И жутко становилось от этой мысли, что гибель многое проявила… Истинное самосознание моего народа.
Зашел в зал, где на креслах сидели курсанты. Они теперь лучше понимали жизнь своего города.
А на рояле на сцене росла горка цветов.
Вышел на свежий воздух, а легкие воздуха не хотели. Не хотели воздуха нового. Хотели сохранить в легких воздух, с которым так или иначе соприкасался Роман Филипов, оставшийся в траурном зале.
Я обошел здание. Хвостик последних прощавшихся уходил в клуб. На моих часах было три часа дня.
С левой стороны от входа вытянулся почетный караул из взводов трех родов войск.
Он ждал выноса тела летчика…
Крутились операторы и журналисты. И в сторонке стоял кортеж.
Прозвучало новое цеу: вынос гроба снимать не разрешат, и я не стал дожидаться, а сразу уехал на кладбище.
7
Какое счастье, если тебя будет, кому похоронить! Какое счастье, когда придет на прощание десять человек! А еще повезет – под сотню… А вот если несколько тысяч, как к летчику Роману… С такими мыслями я ехал на Коминтерновское кладбище и видел, как стопорились в пробках машины, проезжавшие мимо въезда на погост, словно транспорт отдавал дань памяти.
А на душе снова пел Высоцкий:
…Может, были с судьбой нелады, нелады
И со случаем плохи дела, дела —
А тугая струна на лады, на лады
С незаметным изъяном легла.
Он начал робко – с ноты «до»,
Но не допел ее, не до…
Не дозвучал его аккорд, аккорд…
Дорогу чуть не перекрыли вывалившие на проезжую часть люди. Они запрудили все дорожки и площадки.
Здесь тоже увидел тысячи.
Часовенку кольцом окружили.
– Будут отпевать…
Две бабушки ждали с часу дня. Выходило, они на морозе простояли больше двух часов.
«А я шесть. И ничего: живым остался…»
Уже не чувствовал холода – мой организм перешел на какой-то режим, что либо охладел так, что больше некуда, либо, наоборот, с холодом справлялся.
Все снова ждали. Ждать приходилось неизвестно сколько.
Но вот загудела сирена.
«Едут».
Вскоре появился кортеж.
Вот крайняя машина развернулась, сдала задней стенкой.
К ней пробежал дьячок в белой рясе с послушником и горящими свечами и кадилом в руках.
Дверца открылась.
Шестеро летчиков под траурную музыку по узкой дорожке между взобравшихся на кучи снега по бокам людей понесли на плечах гроб.
Они шли медленно. На этот раз Роман Филипов не несся, как в своем штурмовике, а плыл, как плывет корабль по тихой воде, и я слышал, как всхлипывали рядом стоящие бабули. И у самого снова повлажнели глаза. Хотелось выкрикнуть: да что же такое, когда уходят из жизни совсем молодые парни, которым жить и жить!

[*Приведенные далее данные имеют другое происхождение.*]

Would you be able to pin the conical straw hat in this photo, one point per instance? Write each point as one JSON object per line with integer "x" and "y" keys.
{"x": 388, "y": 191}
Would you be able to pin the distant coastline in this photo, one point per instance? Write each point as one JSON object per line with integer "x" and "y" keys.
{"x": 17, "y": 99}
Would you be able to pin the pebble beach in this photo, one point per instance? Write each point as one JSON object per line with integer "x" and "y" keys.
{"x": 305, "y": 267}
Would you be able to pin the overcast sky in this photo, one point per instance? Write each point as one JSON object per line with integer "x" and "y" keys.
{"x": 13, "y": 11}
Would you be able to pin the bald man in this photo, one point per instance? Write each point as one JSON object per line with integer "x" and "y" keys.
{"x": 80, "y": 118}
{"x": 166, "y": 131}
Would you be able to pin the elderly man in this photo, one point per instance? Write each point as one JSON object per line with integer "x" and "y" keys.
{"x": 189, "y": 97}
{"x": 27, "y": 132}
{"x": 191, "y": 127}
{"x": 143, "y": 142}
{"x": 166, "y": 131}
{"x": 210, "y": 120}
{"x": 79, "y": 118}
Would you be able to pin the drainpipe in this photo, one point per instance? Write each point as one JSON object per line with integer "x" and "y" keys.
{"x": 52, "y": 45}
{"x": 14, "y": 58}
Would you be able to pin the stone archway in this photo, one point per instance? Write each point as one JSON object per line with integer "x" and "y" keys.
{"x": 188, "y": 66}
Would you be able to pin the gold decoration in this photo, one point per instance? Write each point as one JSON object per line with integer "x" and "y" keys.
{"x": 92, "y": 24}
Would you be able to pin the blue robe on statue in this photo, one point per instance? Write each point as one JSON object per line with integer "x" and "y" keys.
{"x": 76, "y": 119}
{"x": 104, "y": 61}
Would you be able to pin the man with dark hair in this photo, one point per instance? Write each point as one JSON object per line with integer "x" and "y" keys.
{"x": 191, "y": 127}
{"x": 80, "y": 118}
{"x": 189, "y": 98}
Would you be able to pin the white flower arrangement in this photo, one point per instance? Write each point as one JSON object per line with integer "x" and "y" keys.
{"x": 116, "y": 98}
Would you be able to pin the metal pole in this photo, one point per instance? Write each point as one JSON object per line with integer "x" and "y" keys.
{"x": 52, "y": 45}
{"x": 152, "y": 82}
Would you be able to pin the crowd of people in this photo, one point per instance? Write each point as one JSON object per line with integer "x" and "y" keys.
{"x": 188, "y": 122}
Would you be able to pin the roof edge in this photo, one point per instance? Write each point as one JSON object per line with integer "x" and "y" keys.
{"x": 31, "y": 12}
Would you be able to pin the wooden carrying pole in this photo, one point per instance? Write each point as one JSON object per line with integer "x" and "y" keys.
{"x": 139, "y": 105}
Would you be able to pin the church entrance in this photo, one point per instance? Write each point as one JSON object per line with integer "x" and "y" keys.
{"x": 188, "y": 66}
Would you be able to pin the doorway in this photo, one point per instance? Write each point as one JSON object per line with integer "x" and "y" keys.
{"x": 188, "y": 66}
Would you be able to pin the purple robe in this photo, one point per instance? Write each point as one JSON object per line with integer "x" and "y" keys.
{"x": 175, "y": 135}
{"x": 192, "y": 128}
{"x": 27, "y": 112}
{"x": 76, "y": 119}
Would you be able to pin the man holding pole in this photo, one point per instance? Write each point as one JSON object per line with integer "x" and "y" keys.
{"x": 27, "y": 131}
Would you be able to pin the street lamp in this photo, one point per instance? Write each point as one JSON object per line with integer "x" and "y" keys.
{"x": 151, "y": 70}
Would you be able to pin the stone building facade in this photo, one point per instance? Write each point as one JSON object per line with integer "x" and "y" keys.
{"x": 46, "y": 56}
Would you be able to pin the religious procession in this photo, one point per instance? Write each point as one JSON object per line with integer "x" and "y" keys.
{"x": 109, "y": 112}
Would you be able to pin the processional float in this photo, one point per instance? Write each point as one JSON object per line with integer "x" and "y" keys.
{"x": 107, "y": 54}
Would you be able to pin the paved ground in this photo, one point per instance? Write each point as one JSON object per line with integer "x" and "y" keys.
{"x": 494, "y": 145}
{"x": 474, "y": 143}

И как-то зазвучало: он погиб за тебя, за бабуль, за всех собравшихся здесь и за всех, кто так или иначе теперь сострадает.
Другой возразит: но как же – то в Сирии…
Да, в Сирии… Чтобы не пришли сюда «головорезы»…
Гроб поднесли к высокой лесенке, он стал набирать, как небольшой летательный аппарат, свою последнюю высоту, и вот скрылся в распахнутых вратах часовенки.
Народ как стоял около входа, так и не отходил.
Журналистов и операторов растолкали на аллее по двум карманам. Вдали виднелся шатер у могилы, но туда подходить запретили, разрешили разве что снять пронос тела. Уже мало кто из пришедших на прощание в 9 утра чувствовал холод – каждый внутренне закалился.
Полковник гонял курсантов, расставляя их вдоль аллеи.
Вот курсант побежал от ворот кладбища, разбрасывая гвоздики. Все готовилось к последнему пути летчика. Если в первой половине дня огромная масса людей заполняла пространство перед Домом офицеров, то теперь – все видимое – перед воротами в кладбище. Сюда никого не впускали.
Я глянул на часы.
16 часов 20 минут.
Зазвучала траурная музыка.
Пронесли венки.
Прошел вперед почетный караул.
Вот траурная процессия вышла на аллею. Впереди офицер нес портрет Романа.
За ним снова несли венки. Потом три офицера – награды на подушечках.